La RIVP, intimée, par dernières conclusions du 13 mai 2015, demande à la Cour de :

* déclarer Monsieur [S] [A] irrecevable et mal fondé en son appel.

* le débouter de l'ensemble de ses demandes.

* déclarer Madame [E] [B] irrecevable et mal fondée en son appel incident.

* la débouter de l'ensemble de ses demandes.

* confirmer le jugement déféré en toutes ses dispositions.

y ajoutant

* condamner Monsieur [A] et Madame [E] [B] à lui verser chacun la somme de 3 000 € en application des dispositions de l'article 700 du Code de Procédure Civile ainsi qu'aux dépens.

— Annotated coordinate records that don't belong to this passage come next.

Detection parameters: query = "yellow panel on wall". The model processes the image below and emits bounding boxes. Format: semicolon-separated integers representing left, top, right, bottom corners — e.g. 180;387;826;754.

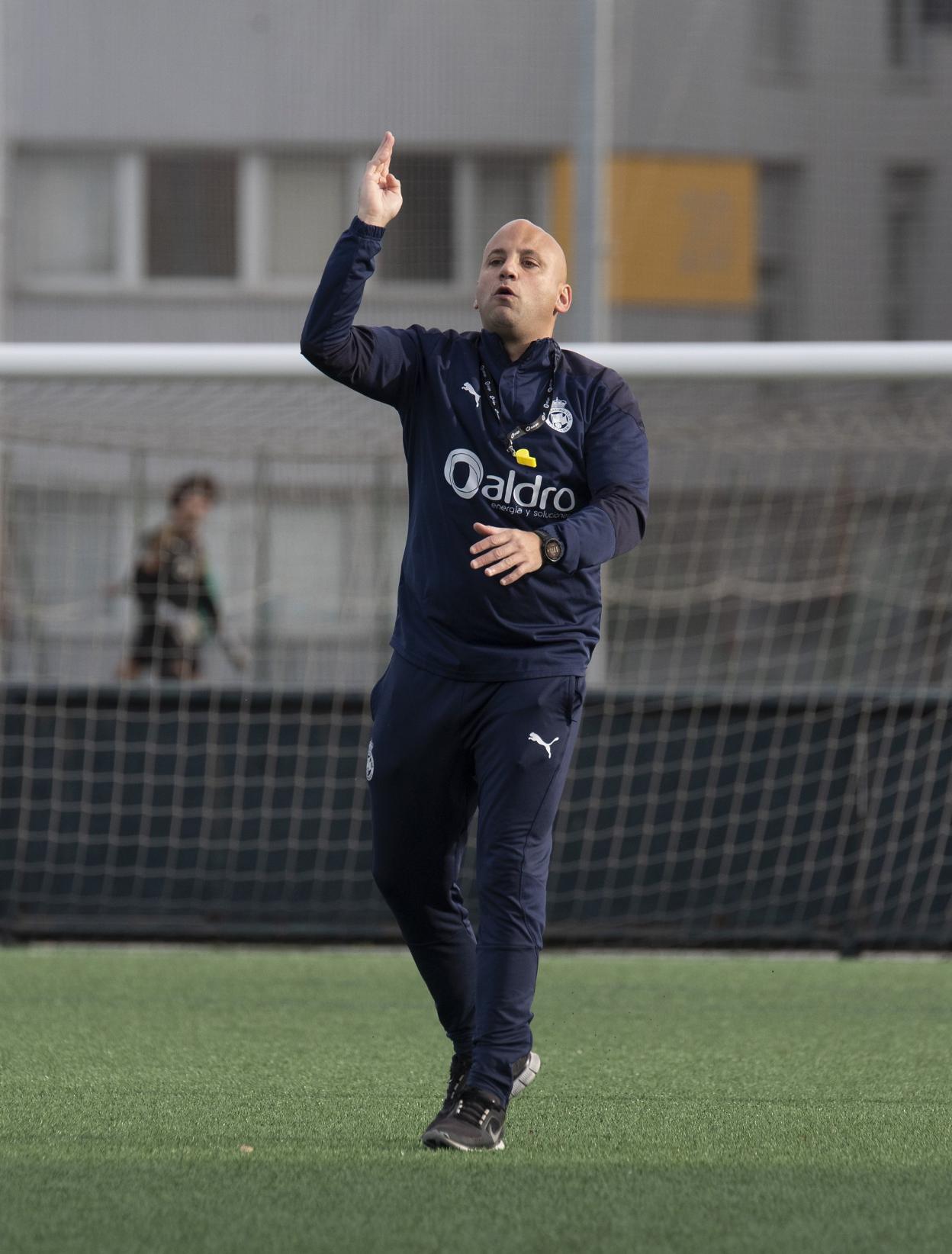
552;156;756;306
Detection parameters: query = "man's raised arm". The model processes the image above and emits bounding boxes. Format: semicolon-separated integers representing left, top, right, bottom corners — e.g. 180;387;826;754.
301;130;419;405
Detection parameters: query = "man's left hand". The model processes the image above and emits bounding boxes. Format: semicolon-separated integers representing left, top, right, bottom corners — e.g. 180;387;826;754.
469;523;542;583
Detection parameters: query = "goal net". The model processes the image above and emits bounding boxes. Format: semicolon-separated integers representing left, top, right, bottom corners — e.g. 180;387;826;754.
0;345;952;946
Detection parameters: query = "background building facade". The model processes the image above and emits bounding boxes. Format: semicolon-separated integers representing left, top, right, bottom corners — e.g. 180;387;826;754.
2;0;952;341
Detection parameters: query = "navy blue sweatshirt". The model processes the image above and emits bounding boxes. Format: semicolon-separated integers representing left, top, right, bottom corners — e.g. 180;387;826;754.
301;218;648;681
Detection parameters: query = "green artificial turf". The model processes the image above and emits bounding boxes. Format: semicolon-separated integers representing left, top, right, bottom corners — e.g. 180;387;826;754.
0;947;952;1254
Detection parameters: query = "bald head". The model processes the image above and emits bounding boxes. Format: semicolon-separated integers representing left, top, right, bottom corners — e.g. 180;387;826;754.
483;218;568;284
474;218;572;360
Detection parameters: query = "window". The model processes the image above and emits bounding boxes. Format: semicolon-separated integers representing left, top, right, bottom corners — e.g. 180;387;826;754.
12;153;115;278
886;0;925;72
269;157;354;281
886;167;929;340
379;153;455;284
146;153;237;278
757;166;802;340
754;0;806;74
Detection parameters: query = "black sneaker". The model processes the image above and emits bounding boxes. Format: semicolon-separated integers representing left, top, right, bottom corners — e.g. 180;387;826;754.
423;1053;473;1136
510;1052;542;1098
423;1088;506;1150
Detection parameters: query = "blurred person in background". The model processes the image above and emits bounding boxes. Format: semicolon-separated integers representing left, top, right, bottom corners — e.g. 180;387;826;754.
301;132;648;1150
119;474;249;681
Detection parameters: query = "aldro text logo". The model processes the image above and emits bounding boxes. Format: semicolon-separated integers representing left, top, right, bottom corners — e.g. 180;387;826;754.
442;449;576;514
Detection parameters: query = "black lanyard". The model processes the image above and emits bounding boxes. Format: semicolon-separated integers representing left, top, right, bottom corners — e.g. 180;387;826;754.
479;345;562;456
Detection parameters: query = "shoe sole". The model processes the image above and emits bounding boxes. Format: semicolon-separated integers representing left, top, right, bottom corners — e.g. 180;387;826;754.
510;1053;542;1098
421;1133;506;1153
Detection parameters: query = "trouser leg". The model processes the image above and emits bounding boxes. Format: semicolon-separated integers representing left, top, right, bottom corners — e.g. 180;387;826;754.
368;656;477;1053
469;676;584;1102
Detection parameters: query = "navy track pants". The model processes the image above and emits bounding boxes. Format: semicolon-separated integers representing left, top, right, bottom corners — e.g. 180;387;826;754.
368;654;584;1104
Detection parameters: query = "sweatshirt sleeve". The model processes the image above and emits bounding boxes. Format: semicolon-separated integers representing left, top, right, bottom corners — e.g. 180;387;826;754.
541;378;648;574
301;218;420;407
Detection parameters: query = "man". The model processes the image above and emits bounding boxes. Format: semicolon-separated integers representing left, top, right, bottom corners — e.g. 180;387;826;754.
301;132;647;1150
119;474;247;680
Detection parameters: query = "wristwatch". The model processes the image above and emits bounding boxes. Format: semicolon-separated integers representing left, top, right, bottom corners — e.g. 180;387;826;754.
536;532;566;562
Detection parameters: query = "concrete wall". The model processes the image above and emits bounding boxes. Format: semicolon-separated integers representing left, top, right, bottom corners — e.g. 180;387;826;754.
4;0;952;340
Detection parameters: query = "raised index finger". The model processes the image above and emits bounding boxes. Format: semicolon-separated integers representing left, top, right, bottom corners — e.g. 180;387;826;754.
368;130;394;173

Par conclusions signifiées le 2 mai 2015, Madame [E] [B] demande à la Cour de :

* infirmer le jugement déféré en toutes ses dispositions.

statuant à nouveau :

* constater que les conditions de départ de Monsieur [A] ont été réalisées de manière brusque et imprévisible pour elle ainsi qu'à son insu, caractérisant pleinement l'abandon de domicile de son ex-compagnon.

* constater que la séparation du couple n'a été ni concertée, ni progressive, contrairement aux affirmations de la RIVP qui n'ont pour seul but que de faire échec à un texte d'ordre public de protection.

en conséquence

* dire et juger que par application des dispositions de l'article 14 de la loi du 6 juillet 1989, la continuation plein droit du bail est acquise à son profit, depuis le mois de février 2012, date de l'abandon du domicile par Monsieur [S] [A].

* condamner la RIVP à lui verser la somme de 18 998,07 € à titre de dommages-intérêts pour préjudice financier.

* condamner la RIVP à lui verser la somme de 5 000 € à titre d'indemnisation de son préjudice moral.

* ordonner à la RIVP de lui adresser des quittances de loyers depuis février 2012 et de lui retourner les attestations nécessaires à l'obtention de ses droits à allocation logement et au complément d'allocation adulte handicapé.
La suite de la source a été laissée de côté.